Jesus thus kept on teaching in spite of the fact that the religious leaders “were seeking to destroy Him.” The wording indicates that they continually sought, that is, daily, as He taught. A few days later they would success of course. The rulers have plotted against Jesus for some time (Lk 11:53), but after Jesus challenged their authority by cleansing the temple, they took vigorous steps to destroy Him.

Several factors likely contributed to the religious leaders’ desire to kill Jesus: They viewed Him as a messianic pretender and a blasphemer, they were losing control of the masses due to His popularity, and they feared that civil unrest during the Passover festival would lead to violent reprisals from Rome.

Tragedy upon tragedy. The chief priests and scribes, and the ruling counsel of the people, the great Sanhedrin, who should have assisted Jesus, and summoned the people too to pay attention to Him, sought to destroy Him, and put Him to death.

Verse 48 clearly distinguishes between Israel’s leaders hate and the receptive attitude of the Jewish people. “but they did not find anything they could do, for all the people were hanging on His words.”

Jesus taught daily in the temple to the delight of the crowds. The authorities could not find a way to do away with Jesus because He was surrounded by too many people. The religious leaders wanted to kill Him, but the people hung on His every word. Since “all the people” were very attentive to hear Him fearing the response of the crowd, the religious leaders took no immediate action against Jesus.

How respectful the common people were to Jesus. They were very attentive to hear Him. He spent most of his time in the country, and not in the temple, but, when He did teach there, the people paid Him great respect, listened to His preaching with diligence, and let no opportunity slip of hearing Him, attended to it with care, and would not lose a word.

Till His time was come His interest in the common people protected Him; but, when his hour was come, the chief priests’ influence upon the common people delivered him up.

IN CLOSING

Christ cleared the temple of those who profaned it. He went straight to it and cast out the buyers and sellers. Though He was represented as an enemy of the temple, and that was the crime laid to His charge before the high priest, He had a truer love for the temple than those who had such a veneration for its corban and saw its treasury as a sacred thing. Jesus understood its purity was more its glory than its wealth. Christ’s reason for booting out the temple-merchants was because the temple is a house of prayer, set apart for communion with God and nothing was to distract those who came there to pray and worship. [Henry, M. (1994). Matthew Henry’s commentary on the whole Bible: complete and unabridged in one volume (p. 1896). Peabody: Hendrickson.]

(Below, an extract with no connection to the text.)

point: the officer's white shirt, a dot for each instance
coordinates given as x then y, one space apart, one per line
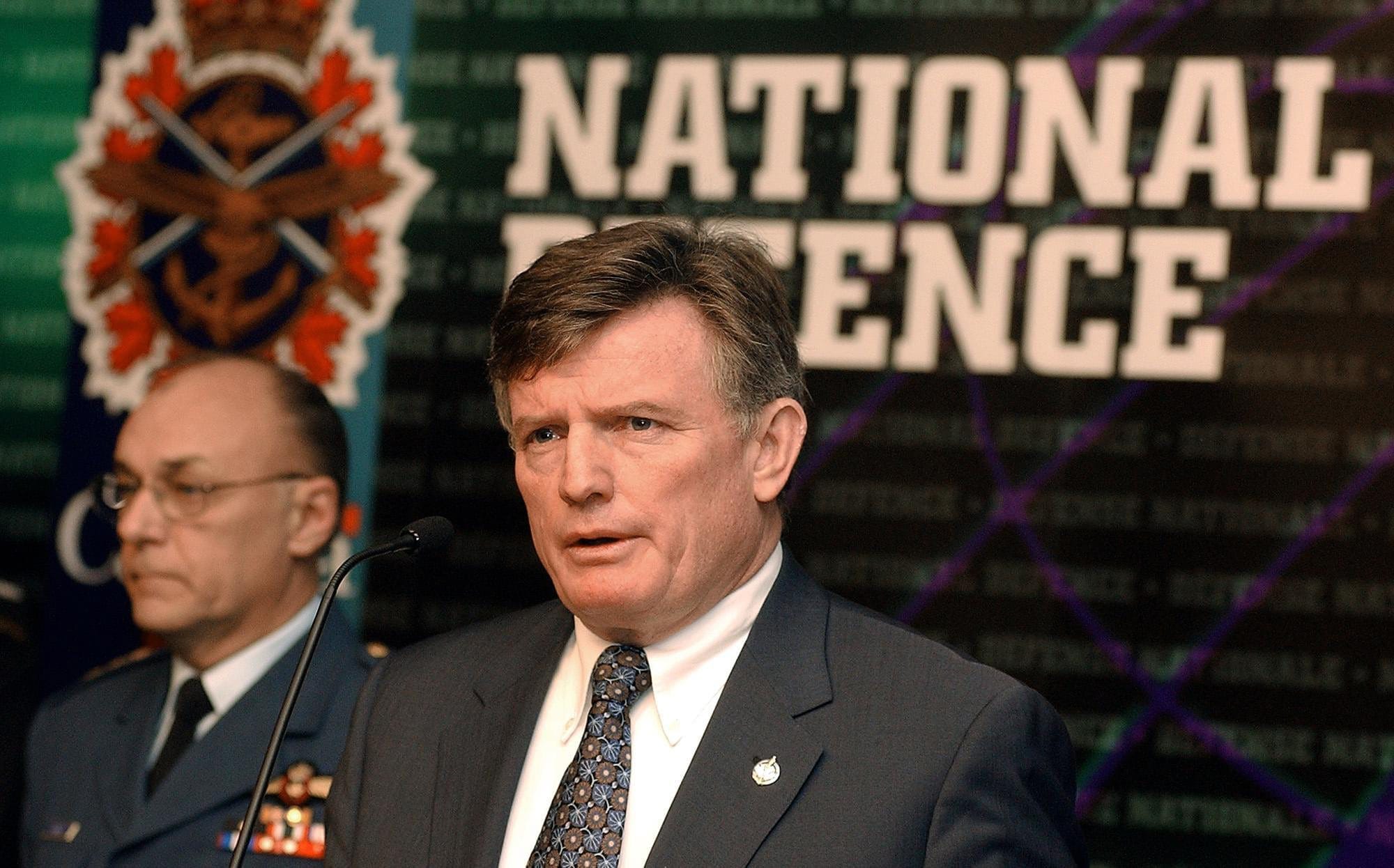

The real temple, the real place God wants to live, the real place of worship and prayer -is the human heart. If Jesus took such zeal to cleanse a temporary earthly temple which used a passing & soon to be outmoded religious system, imagine the zeal He experiences in giving God a proper place of worship in your life. He has a passion that your heart not be clutter with the world but be set aside as a place of prayer and worship.

The only way to keep the world out of my heart is to have Christ filling it. If we will ask Him He will come to us. And if He has the scourge in His hand, let Him be none the less welcome to use it in our life. Ask and He will come, and when He enters, it will be like the rising of the sun, when all the beasts of the forest slink away and lay down in their dens. It will be like the carrying of the Ark of the Covenant of the Lord of the whole earth into the temple of Dagon, when the fish-like image fell defeated and prostrate on the floor. If we say to Him, ‘Come O Lord, make this place Yours, a place of prayer and worship,’ He will enter in, and by His entrance will ‘make the place of His feet glorious’ and undefiled. And His praise in us will be purposeful, powerful, passionate, and pure. “Even so, come Lord Jesus!”